Published online by Cambridge University Press: 10 November 2009
THE common theory of motivation refers to what people want and believe. It speaks of motives as reasons, and it holds that people's reasons are composed of desires and beliefs, that a person has a reason for choosing (and for doing) a where he wants to choose (or take) an action of a certain sort b and believes a is of sort b. I have argued that this is too thin, that we need to bring in also how he sees or understands a, that he has a reason for choosing (and for doing) a where he wants to choose (or take) an action of a certain sort b and believes a is of sort b – and sees a as being of that sort. This seems to me not only correct but useful and suggestive. Others resist the idea. What are their grounds for resisting it?

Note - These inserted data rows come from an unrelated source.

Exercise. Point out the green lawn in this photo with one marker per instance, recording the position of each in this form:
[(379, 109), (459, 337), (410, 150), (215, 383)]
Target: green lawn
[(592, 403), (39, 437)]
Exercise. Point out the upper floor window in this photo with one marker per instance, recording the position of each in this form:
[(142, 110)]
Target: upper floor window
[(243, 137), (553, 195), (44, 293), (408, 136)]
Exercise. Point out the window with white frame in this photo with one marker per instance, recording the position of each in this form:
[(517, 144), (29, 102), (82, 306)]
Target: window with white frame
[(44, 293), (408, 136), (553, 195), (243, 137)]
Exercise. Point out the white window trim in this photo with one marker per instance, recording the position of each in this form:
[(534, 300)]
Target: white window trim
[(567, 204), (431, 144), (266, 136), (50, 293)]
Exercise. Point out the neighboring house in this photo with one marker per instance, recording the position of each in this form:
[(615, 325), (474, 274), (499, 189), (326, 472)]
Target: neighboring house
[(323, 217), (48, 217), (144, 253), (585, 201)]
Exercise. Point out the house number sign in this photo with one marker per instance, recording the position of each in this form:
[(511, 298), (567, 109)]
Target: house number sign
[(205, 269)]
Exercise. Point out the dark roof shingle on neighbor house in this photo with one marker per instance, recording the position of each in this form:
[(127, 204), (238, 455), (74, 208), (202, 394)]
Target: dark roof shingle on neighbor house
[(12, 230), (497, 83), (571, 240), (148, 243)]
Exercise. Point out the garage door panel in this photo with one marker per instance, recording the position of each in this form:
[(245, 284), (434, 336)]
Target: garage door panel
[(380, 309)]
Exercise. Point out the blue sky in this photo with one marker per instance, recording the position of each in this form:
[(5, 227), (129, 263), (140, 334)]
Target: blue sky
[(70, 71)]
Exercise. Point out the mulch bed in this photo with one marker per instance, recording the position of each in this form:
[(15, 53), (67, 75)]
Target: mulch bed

My three-part idea brings in people's seeings. These are not seeings of houses or trees but of actions or events or situations – I will use “situations” as a catchall for this. They are our grasps of those situations, our construals or understandings of them. They are our reports of them (to ourselves), our conceivings of them. Such seeings-as aren't retinal; the blind have no problem with them. An inner eye is engaged.
This last only adds a metaphor to a long string of synonyms. The question remains: what are such seeings? And to that question I have no answer. I think the concept can't be defined in any noncircular way, that it is too basic a concept to be laid out in terms of others.